The Truman Show-réseaux sociaux : même combat
L’assouvissement d’un tel besoin voyeuriste n’est pas nouveau, et n’est pas derrière nous, au contraire, il a un bel avenir ! Instagram (et consorts) est comme une fenêtre ouverte sur des millions et des millions de voisins, mais des fenêtres complètement diaphanes, où toute la vie des autres nous est immédiatement accessible, sans possibilité de baisser les stores. Je l’ai dit : dans The Truman Show comme aujourd’hui, vie publique et vie privée se téléscopent.
Ainsi The Truman Show est pensé pour opérer une prise de conscience fondamentale : celle, brutale, que l’on pourrait passer son existence à regarder la vie des autres, laissant la nôtre s’écouler, et ceci dans la plus grande indifférence. C’est s’imprégner de la vie d’autrui et se dissocier de la sienne. Des vies éparses, éparpillées, amenées au sommet ou au fond du fond du système, par les caprices d’un obscur algorithme tout puissant, des vies factices, des vies d’apparence ; plus que tout les réseaux sociaux et leurs concepteurs ont intégré l’intérêt fondamental de l’homme pour la vie des autres et leurs détails insignifiants.
Et puis quand le Truman Show s’interrompt - quand l’Iphone s’éteint, que le scroll devient impossible -, c’est le vide, le vide insondable, la rencontre impromptue et indésirable avec soi…
Relations fantasmées
Le pire dans tout ceci, ce sont les relations fantasmées. Les spectateurs aiment Truman, ils ont grandi avec, ils mangent avec lui ; ils l’aiment alors qu’ils ne l’ont jamais rencontré, ils aiment un personnage purement public. Un amour à sens unique, une obsession douce et aliénante.

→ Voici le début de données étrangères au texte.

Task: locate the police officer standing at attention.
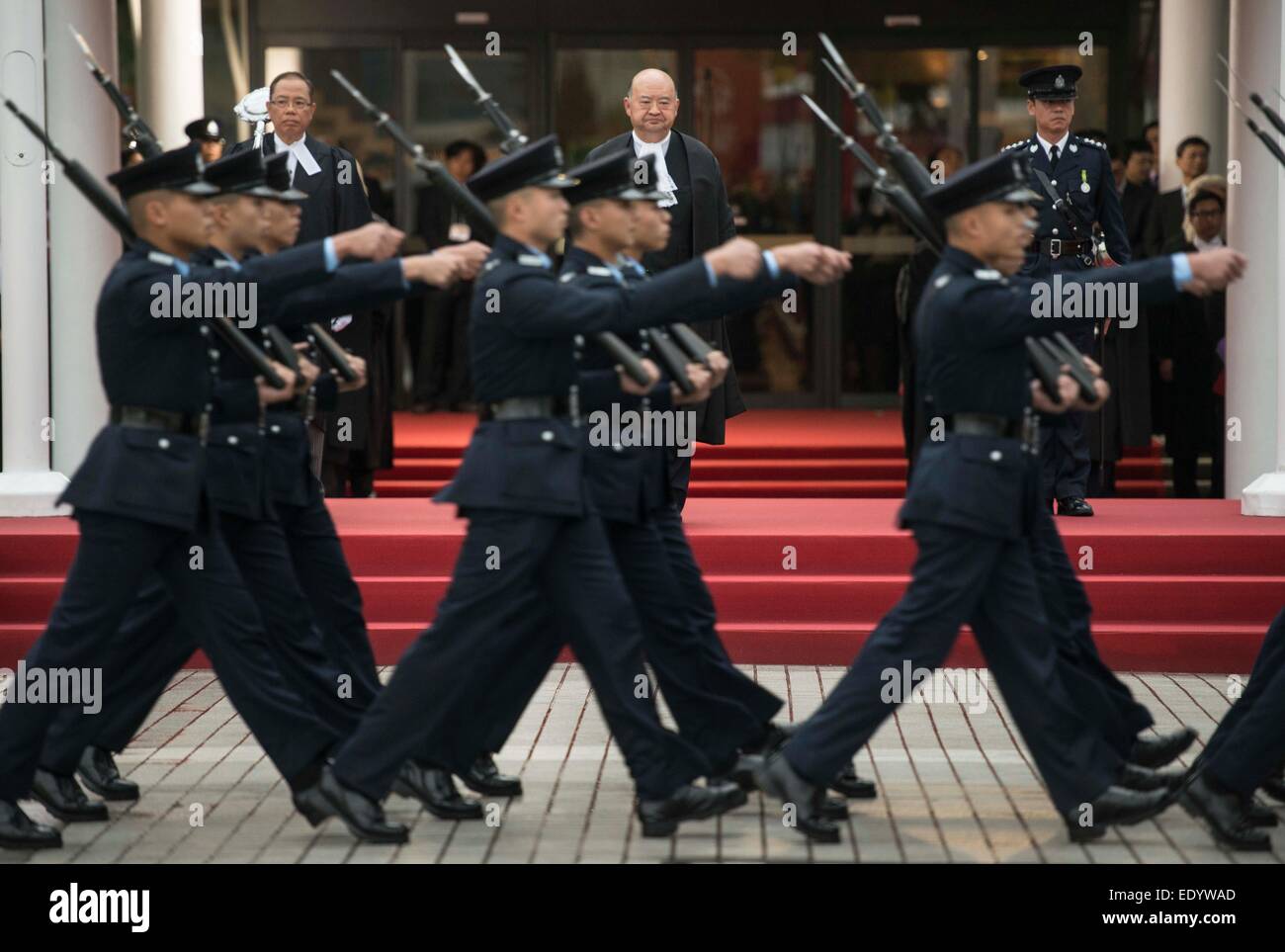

Car The Truman Show montre bien que ces liens factices prouvent le développement d’une forme d’incapacité à faire le distinguo entre le réel et le postiche. Un téléphone est une fenêtre sur le monde, il étend certes la réalité, mais la simule, la mime. Ces fenêtres donnent l’illusion du vrai, de la proximité et même de la possibilité.
Le film épingle justement la relation malsaine nouée avec Truman et l’emprise caustique de programmes tels que ceux-ci : l’homme dans sa baignoire, les filles du café, tous s’émeuvent et vivent avec et à travers Truman. Car il est évident que c’est le genre de programme que l’on laisse tourner en fond, pendant qu’on fait tout et n’importe quoi. Le Truman Show, comme les vidéos et les streams, les live d’aujourd’hui, c’est vivre avec quelqu’un, c’est ne pas être seul.
Une pratique largement répandue destinée à combler la solitude et le vide existentiel.
Truman, métaphore de l’utilisateur moderne
Et pour aller plus loin, dans son petit monde factice, Truman s’avère être la métaphore parfaite de l’utilisateur lambda dans son microcosme en ligne.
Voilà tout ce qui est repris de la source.